Shira Liberty: And when I was actually researching in the [Weizmann 00:32:10] Institute, we had an online program and we researched the online program and it was a very unique one where people actually meet and it’s still this blended experience and it’s been existing for maybe seven years, so it was the first of its kind in Israel, and it was a thing. And we know this, that the main issue is that these kinds of students, they don’t have a community. They don’t have a community, they don’t colleagues, they don’t know if they’re doing well, they don’t know if they’re doing poorly. And moreover, they don’t have any skills of being an independent learner, so you come on and do an online program and you’re like, “Yeah, let’s do it, I’m going to learn at my own time and it’s going to be amazing,” and then you realize you’ve never done this before and this is genuinely hard.

Shira Liberty: Sometimes I work with my students and I’m not even sure that I would make it, when I’m talking about 18 year olds and 17 year olds, and they’re working so hard and so much on their own, that 100% sure that this is not for everybody. So if you want to learn online, and you’re struggling, this is very, very natural but you don’t have any way to know that this is natural because you’re alone with your computer, so you are in this cycle of challenges and basically going through hard stuff and you don’t have any way to cope.

Shira Liberty: So what we do is that we open the doors and we say, “Guys, come here. Have a community. We’re going to support you. We’re going to support your process of becoming independent learners. We’re going to walk you through the skills of how to plan your week, how to do your studies. And on top of it, we have our own program, so if you want to become a [inaudible 00:34:04] developer, you can do it with our in-house program. If you want to become fluent in a language, we have that.” So you can either come with your own studying or you can come and learn with one of our programs, and you get everything. You get accommodation, and lots of personal growth mentoring. We do adventure therapy and art therapy and it’s very, I’m not a fan of this word, but it is a super, super holistic experience because we really see our students first as humans, and we support them that way.
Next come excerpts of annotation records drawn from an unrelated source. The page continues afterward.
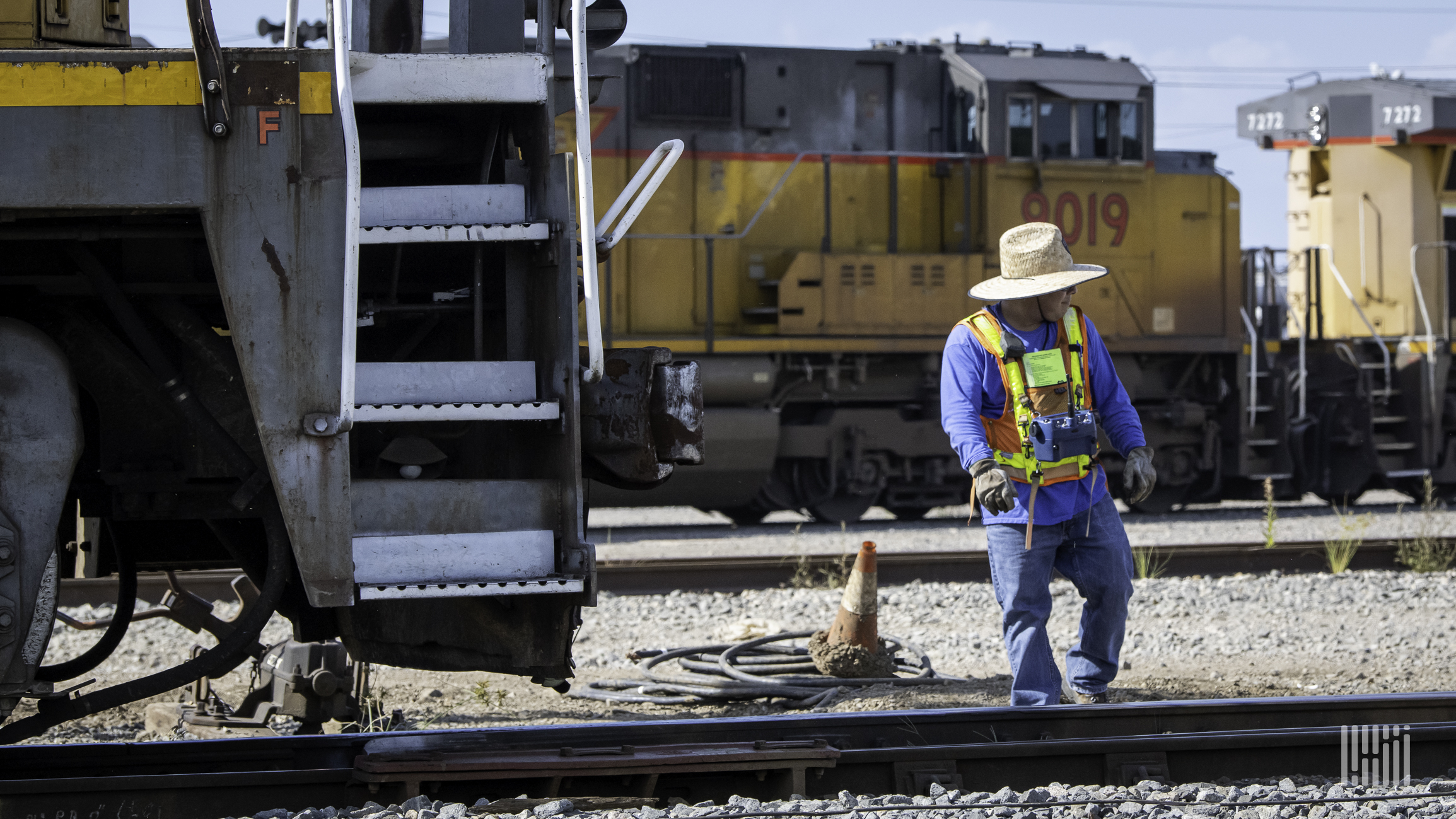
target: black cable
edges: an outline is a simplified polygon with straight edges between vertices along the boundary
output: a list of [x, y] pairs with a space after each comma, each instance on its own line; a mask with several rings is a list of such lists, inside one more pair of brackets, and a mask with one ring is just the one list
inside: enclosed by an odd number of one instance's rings
[[262, 512], [264, 527], [268, 531], [268, 576], [264, 580], [262, 591], [258, 594], [258, 599], [237, 620], [232, 633], [218, 640], [211, 649], [166, 671], [112, 685], [111, 688], [102, 688], [74, 700], [39, 700], [36, 703], [39, 713], [0, 727], [0, 745], [31, 739], [64, 722], [125, 706], [127, 703], [135, 703], [147, 697], [166, 694], [201, 676], [215, 678], [237, 668], [242, 658], [252, 649], [258, 634], [262, 633], [264, 626], [268, 624], [268, 618], [272, 617], [274, 608], [282, 596], [288, 572], [293, 567], [288, 531], [284, 527], [282, 512], [278, 508], [278, 499], [274, 493], [266, 493]]
[[[1383, 786], [1382, 786], [1383, 787]], [[1399, 786], [1390, 786], [1399, 787]], [[862, 804], [856, 807], [846, 807], [843, 810], [753, 810], [744, 813], [703, 813], [697, 819], [754, 819], [759, 816], [847, 816], [850, 813], [879, 813], [879, 812], [894, 812], [894, 810], [994, 810], [997, 807], [1072, 807], [1073, 804], [1123, 804], [1131, 802], [1133, 804], [1153, 804], [1160, 807], [1192, 807], [1195, 804], [1206, 804], [1208, 807], [1232, 807], [1239, 810], [1242, 807], [1262, 807], [1262, 806], [1286, 806], [1286, 804], [1334, 804], [1340, 802], [1385, 802], [1388, 799], [1449, 799], [1456, 797], [1456, 793], [1389, 793], [1389, 794], [1366, 794], [1366, 796], [1332, 796], [1319, 799], [1289, 799], [1289, 800], [1251, 800], [1251, 802], [1178, 802], [1169, 799], [1066, 799], [1060, 802], [973, 802], [973, 803], [952, 803], [952, 804]], [[818, 800], [828, 802], [828, 800]]]
[[[82, 656], [55, 665], [42, 665], [35, 669], [35, 678], [42, 682], [76, 679], [106, 662], [106, 658], [116, 650], [121, 639], [127, 636], [127, 628], [131, 626], [131, 612], [137, 608], [137, 560], [132, 557], [131, 550], [122, 546], [121, 538], [111, 528], [111, 521], [106, 521], [106, 535], [111, 541], [111, 550], [116, 556], [116, 611], [112, 612], [111, 624], [106, 626], [106, 631], [100, 636], [100, 640], [96, 640], [96, 644], [86, 649]], [[77, 544], [77, 548], [80, 548], [80, 544]], [[92, 548], [96, 548], [96, 544]]]
[[[162, 381], [162, 388], [172, 397], [176, 403], [178, 410], [182, 418], [188, 420], [192, 429], [207, 441], [208, 448], [217, 452], [224, 461], [227, 461], [227, 468], [240, 482], [248, 482], [261, 467], [253, 463], [252, 457], [233, 441], [233, 436], [223, 429], [223, 425], [213, 418], [213, 413], [202, 406], [198, 400], [197, 393], [182, 381], [182, 374], [173, 367], [172, 361], [167, 359], [166, 353], [157, 345], [156, 339], [147, 330], [147, 326], [141, 323], [141, 317], [137, 310], [127, 300], [127, 295], [121, 292], [121, 287], [116, 281], [111, 278], [106, 268], [86, 249], [80, 241], [71, 241], [66, 246], [66, 252], [70, 255], [71, 260], [82, 269], [82, 273], [90, 281], [92, 289], [96, 295], [106, 304], [111, 310], [112, 317], [121, 324], [122, 332], [131, 342], [141, 359], [151, 369], [153, 375]], [[264, 473], [266, 476], [266, 473]], [[259, 495], [262, 489], [266, 489], [268, 483], [264, 482], [259, 486]], [[250, 499], [246, 499], [250, 500]]]

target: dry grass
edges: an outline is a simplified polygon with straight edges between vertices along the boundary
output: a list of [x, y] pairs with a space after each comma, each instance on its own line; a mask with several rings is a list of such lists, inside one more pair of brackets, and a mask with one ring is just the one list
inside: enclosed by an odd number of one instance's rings
[[1431, 477], [1425, 476], [1421, 514], [1415, 525], [1415, 537], [1401, 540], [1395, 546], [1395, 560], [1412, 572], [1444, 572], [1456, 559], [1456, 543], [1437, 537], [1440, 524], [1436, 514], [1441, 503], [1436, 500]]
[[1350, 567], [1350, 562], [1356, 559], [1356, 553], [1360, 551], [1360, 546], [1364, 543], [1364, 532], [1370, 528], [1370, 522], [1374, 515], [1366, 512], [1364, 515], [1357, 515], [1340, 506], [1331, 503], [1329, 511], [1335, 514], [1335, 537], [1325, 540], [1325, 560], [1329, 563], [1329, 573], [1340, 575]]
[[1162, 578], [1168, 572], [1168, 562], [1172, 559], [1172, 554], [1159, 553], [1156, 546], [1133, 547], [1133, 569], [1137, 572], [1139, 580]]

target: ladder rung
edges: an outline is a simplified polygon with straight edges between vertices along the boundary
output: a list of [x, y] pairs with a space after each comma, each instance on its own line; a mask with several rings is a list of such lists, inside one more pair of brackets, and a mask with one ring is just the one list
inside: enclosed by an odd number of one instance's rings
[[534, 361], [361, 361], [354, 365], [355, 406], [534, 400]]
[[360, 189], [360, 227], [523, 223], [524, 185], [403, 185]]
[[434, 227], [365, 227], [360, 244], [402, 244], [408, 241], [531, 241], [550, 239], [547, 223], [530, 224], [451, 224]]
[[546, 102], [546, 57], [349, 52], [354, 103], [480, 105]]
[[354, 404], [355, 423], [386, 420], [556, 420], [561, 404], [533, 401], [520, 404]]

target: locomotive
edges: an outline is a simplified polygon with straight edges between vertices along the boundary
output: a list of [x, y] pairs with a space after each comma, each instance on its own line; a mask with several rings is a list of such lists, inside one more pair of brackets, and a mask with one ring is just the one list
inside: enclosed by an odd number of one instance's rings
[[604, 265], [607, 339], [697, 362], [713, 455], [649, 490], [593, 482], [591, 505], [745, 522], [964, 503], [941, 351], [980, 308], [967, 289], [997, 275], [997, 237], [1025, 221], [1056, 223], [1077, 262], [1111, 271], [1076, 304], [1158, 451], [1140, 508], [1264, 479], [1296, 492], [1284, 374], [1251, 358], [1283, 313], [1261, 310], [1274, 291], [1241, 255], [1239, 192], [1213, 154], [1155, 148], [1153, 83], [1127, 58], [884, 41], [616, 45], [596, 65], [622, 77], [593, 109], [598, 179], [620, 183], [667, 134], [689, 145]]
[[[696, 367], [577, 329], [613, 224], [577, 224], [590, 145], [556, 153], [553, 121], [588, 121], [622, 4], [453, 3], [447, 54], [418, 1], [333, 3], [325, 49], [296, 1], [281, 48], [221, 48], [205, 0], [191, 49], [131, 48], [125, 1], [3, 9], [0, 719], [38, 710], [0, 742], [249, 658], [261, 688], [199, 688], [191, 720], [348, 722], [371, 662], [565, 690], [584, 464], [630, 486], [702, 460]], [[529, 19], [571, 35], [563, 67]], [[138, 570], [207, 567], [250, 579], [237, 618], [175, 573], [165, 608], [214, 647], [66, 685]], [[112, 573], [103, 637], [45, 665], [58, 578]], [[262, 646], [274, 611], [293, 639]]]

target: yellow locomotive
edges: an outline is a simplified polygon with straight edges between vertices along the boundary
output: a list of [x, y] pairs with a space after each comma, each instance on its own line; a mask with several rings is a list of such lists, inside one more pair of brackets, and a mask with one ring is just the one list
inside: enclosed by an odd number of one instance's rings
[[1241, 262], [1239, 193], [1213, 154], [1155, 150], [1153, 84], [1127, 58], [935, 41], [617, 45], [593, 70], [622, 77], [594, 108], [601, 185], [625, 183], [668, 135], [689, 150], [601, 266], [609, 343], [697, 361], [708, 404], [705, 466], [645, 492], [588, 470], [604, 477], [593, 505], [843, 521], [964, 503], [941, 349], [978, 307], [965, 291], [997, 275], [997, 237], [1025, 221], [1054, 221], [1079, 262], [1111, 269], [1076, 301], [1158, 448], [1146, 508], [1294, 479], [1283, 390], [1265, 369], [1249, 391], [1241, 308], [1264, 311]]

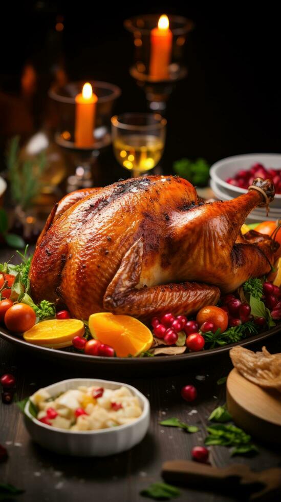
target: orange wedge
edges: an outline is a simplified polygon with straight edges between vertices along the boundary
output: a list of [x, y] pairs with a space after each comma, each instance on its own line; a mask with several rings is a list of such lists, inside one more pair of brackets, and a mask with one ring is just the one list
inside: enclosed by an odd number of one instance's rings
[[92, 314], [89, 327], [94, 338], [112, 347], [120, 358], [139, 355], [152, 345], [150, 330], [130, 316], [115, 316], [110, 312]]
[[84, 323], [78, 319], [50, 319], [35, 324], [24, 333], [27, 342], [60, 348], [71, 345], [74, 337], [82, 337]]

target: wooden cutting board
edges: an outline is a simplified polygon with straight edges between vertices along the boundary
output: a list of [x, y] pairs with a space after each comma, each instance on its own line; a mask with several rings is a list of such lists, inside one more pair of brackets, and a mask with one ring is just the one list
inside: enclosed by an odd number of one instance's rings
[[281, 392], [265, 390], [235, 368], [226, 390], [227, 409], [235, 424], [262, 441], [281, 444]]

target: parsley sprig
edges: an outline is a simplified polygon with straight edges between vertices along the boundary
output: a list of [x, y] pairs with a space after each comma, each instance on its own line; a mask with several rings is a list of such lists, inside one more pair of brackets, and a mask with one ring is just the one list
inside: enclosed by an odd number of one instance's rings
[[209, 344], [208, 348], [212, 349], [216, 345], [222, 346], [229, 343], [235, 343], [249, 335], [256, 334], [257, 332], [256, 325], [252, 321], [248, 321], [240, 326], [228, 328], [223, 333], [221, 332], [221, 328], [219, 328], [214, 333], [206, 331], [206, 333], [202, 333], [202, 336], [205, 338], [206, 343]]

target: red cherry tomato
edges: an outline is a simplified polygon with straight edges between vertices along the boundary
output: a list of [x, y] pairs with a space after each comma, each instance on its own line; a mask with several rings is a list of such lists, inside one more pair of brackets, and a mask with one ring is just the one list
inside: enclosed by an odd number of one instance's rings
[[[10, 274], [0, 274], [0, 289], [2, 287], [5, 281], [7, 281], [8, 282], [7, 286], [9, 288], [11, 288], [13, 285], [14, 280], [15, 276], [11, 276]], [[11, 296], [11, 289], [3, 289], [3, 290], [1, 291], [1, 294], [3, 298], [9, 298]]]
[[4, 322], [5, 313], [12, 305], [13, 302], [10, 300], [2, 300], [0, 302], [0, 321], [2, 323]]
[[88, 340], [85, 345], [85, 353], [87, 355], [99, 355], [98, 352], [101, 345], [101, 343], [99, 340], [96, 340], [94, 339], [91, 340]]
[[7, 311], [4, 321], [6, 327], [14, 333], [23, 333], [35, 324], [36, 316], [33, 308], [25, 303], [15, 303]]

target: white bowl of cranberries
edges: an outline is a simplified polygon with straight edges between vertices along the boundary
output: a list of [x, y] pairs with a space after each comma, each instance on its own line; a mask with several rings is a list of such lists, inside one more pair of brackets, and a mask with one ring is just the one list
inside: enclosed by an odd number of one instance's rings
[[[40, 389], [37, 393], [48, 393], [51, 396], [50, 400], [53, 400], [71, 389], [92, 386], [97, 386], [101, 391], [100, 394], [97, 396], [98, 398], [102, 396], [102, 391], [106, 389], [120, 390], [120, 387], [128, 389], [130, 394], [137, 398], [142, 410], [141, 414], [134, 421], [124, 425], [115, 425], [107, 428], [92, 430], [70, 430], [61, 428], [62, 426], [55, 427], [52, 423], [49, 423], [52, 421], [51, 419], [49, 421], [47, 420], [48, 409], [46, 411], [46, 420], [38, 420], [38, 410], [35, 409], [34, 412], [33, 401], [29, 399], [25, 405], [24, 419], [26, 427], [33, 441], [56, 453], [75, 456], [106, 456], [116, 454], [128, 450], [140, 443], [148, 428], [149, 403], [141, 392], [131, 385], [109, 380], [72, 379], [49, 385]], [[81, 409], [79, 407], [79, 414], [81, 414]], [[55, 410], [52, 409], [52, 411], [53, 412]]]
[[210, 176], [226, 199], [246, 193], [255, 178], [272, 179], [275, 196], [270, 207], [279, 209], [281, 213], [280, 154], [256, 153], [229, 157], [213, 164]]

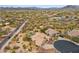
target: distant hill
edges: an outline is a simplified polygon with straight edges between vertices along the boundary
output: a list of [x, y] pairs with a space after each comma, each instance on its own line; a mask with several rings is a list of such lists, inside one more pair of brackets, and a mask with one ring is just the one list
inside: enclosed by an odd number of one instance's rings
[[78, 5], [67, 5], [62, 8], [39, 8], [39, 7], [0, 7], [0, 10], [61, 10], [61, 9], [69, 9], [69, 10], [75, 10], [79, 9]]
[[79, 5], [67, 5], [62, 9], [79, 9]]

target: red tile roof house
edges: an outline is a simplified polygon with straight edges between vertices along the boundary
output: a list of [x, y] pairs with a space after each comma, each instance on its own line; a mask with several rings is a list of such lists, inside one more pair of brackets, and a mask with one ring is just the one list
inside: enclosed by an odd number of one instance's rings
[[74, 29], [72, 31], [69, 31], [68, 35], [73, 36], [73, 37], [77, 37], [77, 36], [79, 36], [79, 30]]
[[54, 52], [53, 44], [47, 43], [50, 37], [44, 33], [36, 32], [35, 35], [31, 37], [32, 41], [39, 47], [38, 52]]

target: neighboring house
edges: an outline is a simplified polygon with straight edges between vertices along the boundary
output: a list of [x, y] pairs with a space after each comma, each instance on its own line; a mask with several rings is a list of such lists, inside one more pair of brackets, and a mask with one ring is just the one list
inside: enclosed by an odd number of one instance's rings
[[46, 33], [47, 35], [49, 35], [50, 37], [59, 34], [58, 31], [56, 31], [56, 30], [54, 30], [54, 29], [51, 29], [51, 28], [48, 28], [48, 29], [45, 31], [45, 33]]
[[72, 31], [69, 31], [68, 35], [73, 36], [73, 37], [77, 37], [77, 36], [79, 36], [79, 30], [74, 29]]
[[44, 33], [36, 32], [35, 35], [31, 36], [31, 39], [37, 46], [42, 46], [46, 41], [50, 39], [50, 37]]

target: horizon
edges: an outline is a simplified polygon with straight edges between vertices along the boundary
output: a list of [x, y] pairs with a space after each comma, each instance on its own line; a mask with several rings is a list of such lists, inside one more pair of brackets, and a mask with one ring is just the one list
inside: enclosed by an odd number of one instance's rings
[[14, 7], [14, 8], [18, 8], [18, 7], [38, 7], [38, 8], [62, 8], [66, 5], [0, 5], [0, 7]]

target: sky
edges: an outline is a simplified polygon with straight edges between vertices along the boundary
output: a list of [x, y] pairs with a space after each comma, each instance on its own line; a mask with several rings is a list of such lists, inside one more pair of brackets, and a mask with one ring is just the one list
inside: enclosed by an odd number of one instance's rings
[[0, 5], [0, 7], [40, 7], [40, 8], [61, 8], [66, 5]]

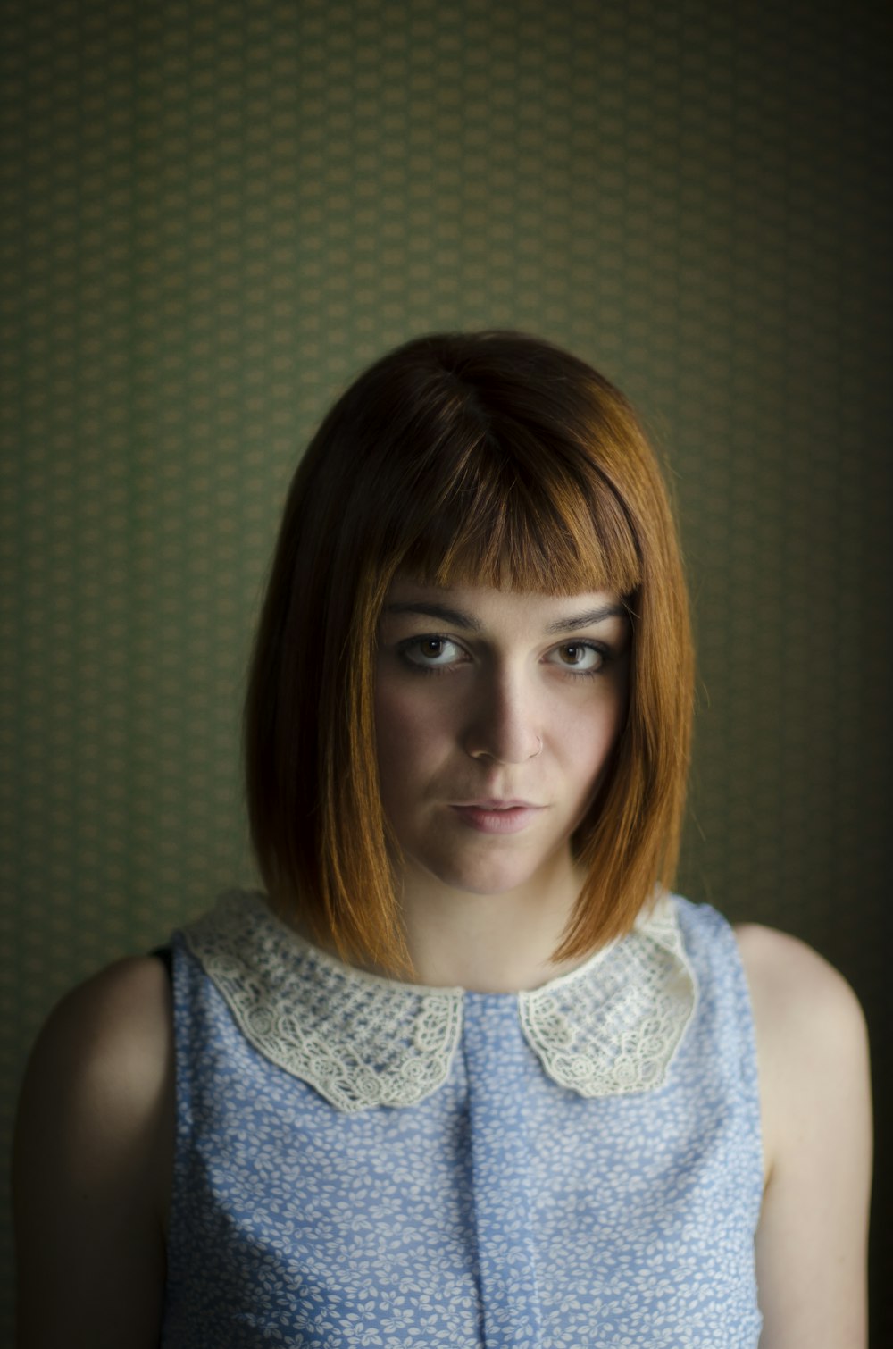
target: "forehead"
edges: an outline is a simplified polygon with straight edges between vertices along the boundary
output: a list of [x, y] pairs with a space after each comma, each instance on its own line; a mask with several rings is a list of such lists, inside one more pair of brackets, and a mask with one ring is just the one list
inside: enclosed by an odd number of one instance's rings
[[382, 616], [391, 621], [430, 616], [468, 631], [511, 627], [548, 634], [626, 619], [627, 610], [614, 591], [549, 595], [491, 585], [430, 585], [398, 576], [387, 592]]

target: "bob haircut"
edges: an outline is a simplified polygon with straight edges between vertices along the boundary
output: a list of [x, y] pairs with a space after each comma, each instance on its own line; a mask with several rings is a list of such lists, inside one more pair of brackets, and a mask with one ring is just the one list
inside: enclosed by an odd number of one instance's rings
[[666, 490], [623, 395], [511, 332], [376, 362], [291, 484], [244, 716], [270, 902], [347, 960], [410, 973], [375, 751], [376, 629], [397, 572], [432, 585], [614, 591], [631, 621], [625, 726], [572, 838], [585, 881], [554, 960], [622, 936], [679, 853], [692, 646]]

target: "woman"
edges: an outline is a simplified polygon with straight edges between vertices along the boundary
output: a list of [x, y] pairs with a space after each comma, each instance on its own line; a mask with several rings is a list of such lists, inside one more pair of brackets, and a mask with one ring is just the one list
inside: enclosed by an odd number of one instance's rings
[[691, 696], [622, 395], [513, 333], [367, 371], [256, 639], [267, 893], [35, 1048], [20, 1342], [863, 1345], [861, 1013], [669, 894]]

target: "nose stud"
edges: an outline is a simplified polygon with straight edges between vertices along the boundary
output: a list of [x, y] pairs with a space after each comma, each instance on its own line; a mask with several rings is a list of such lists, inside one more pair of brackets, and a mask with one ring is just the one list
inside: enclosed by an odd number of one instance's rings
[[[492, 758], [492, 759], [496, 759], [496, 755], [491, 754], [490, 750], [469, 750], [468, 753], [469, 753], [471, 758]], [[538, 758], [541, 754], [542, 754], [542, 737], [537, 735], [537, 749], [533, 751], [533, 754], [527, 754], [527, 758]], [[499, 762], [499, 761], [496, 759], [496, 762]]]

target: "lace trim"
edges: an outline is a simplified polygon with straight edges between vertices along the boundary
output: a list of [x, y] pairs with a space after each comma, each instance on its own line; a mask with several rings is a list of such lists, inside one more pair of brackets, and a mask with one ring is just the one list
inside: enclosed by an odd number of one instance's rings
[[542, 1066], [584, 1097], [650, 1091], [666, 1081], [697, 998], [672, 900], [580, 970], [518, 994]]
[[[248, 1041], [339, 1110], [415, 1105], [446, 1081], [461, 989], [343, 965], [246, 892], [223, 896], [183, 938]], [[696, 1000], [672, 902], [579, 970], [517, 997], [523, 1035], [561, 1086], [585, 1097], [660, 1086]]]

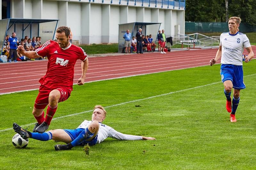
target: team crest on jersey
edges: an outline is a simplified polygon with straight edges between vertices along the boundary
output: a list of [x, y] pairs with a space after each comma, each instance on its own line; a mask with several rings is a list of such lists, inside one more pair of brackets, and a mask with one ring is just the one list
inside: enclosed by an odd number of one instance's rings
[[60, 65], [61, 66], [67, 66], [67, 65], [69, 61], [69, 60], [66, 60], [64, 61], [64, 59], [63, 59], [57, 57], [57, 58], [56, 59], [56, 62], [55, 64], [60, 64]]
[[240, 43], [240, 39], [238, 38], [236, 40], [236, 42], [237, 43], [237, 44], [239, 44]]

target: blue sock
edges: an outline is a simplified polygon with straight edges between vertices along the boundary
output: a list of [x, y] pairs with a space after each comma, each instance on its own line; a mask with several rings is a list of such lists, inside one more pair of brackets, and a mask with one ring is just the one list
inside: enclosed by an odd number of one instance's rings
[[31, 138], [41, 141], [46, 141], [52, 138], [52, 134], [49, 131], [44, 132], [43, 133], [40, 133], [37, 132], [31, 133]]
[[231, 95], [231, 92], [230, 92], [229, 93], [227, 93], [227, 92], [226, 92], [226, 90], [225, 90], [225, 89], [224, 89], [224, 93], [225, 94], [225, 96], [226, 96], [227, 100], [228, 100], [228, 101], [231, 101], [231, 98], [230, 97], [230, 96]]
[[239, 101], [240, 100], [240, 97], [238, 97], [238, 98], [236, 98], [234, 96], [233, 96], [233, 100], [232, 100], [232, 112], [231, 114], [234, 115], [236, 113], [236, 111], [238, 106], [238, 104], [239, 103]]
[[86, 129], [83, 131], [78, 136], [71, 142], [71, 144], [73, 146], [75, 146], [79, 145], [83, 140], [92, 137], [94, 134], [94, 133], [92, 133], [89, 131], [88, 128], [86, 128]]

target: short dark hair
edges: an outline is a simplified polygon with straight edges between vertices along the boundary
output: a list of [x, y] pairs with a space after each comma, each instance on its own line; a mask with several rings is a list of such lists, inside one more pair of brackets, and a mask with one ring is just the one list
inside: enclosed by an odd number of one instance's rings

Sophie Bailey: But then again, maybe you’re scared of getting sand in your MacBook Air. If sitting by the beach isn’t your cup of tea, what about using artificial intelligence to better prompt peer to peer learning, support and engagement online? Sense Education aim to do just that. Their website reads, “The future of education lies in preserving the learning dynamic of a small class while accommodating massively more students.” That will be no surprise to universities and colleges listening in who might be currently chatting to companies like AWS or Salesforce about scaling their class sizes online, but how do we get those classes to engage and, well, learn?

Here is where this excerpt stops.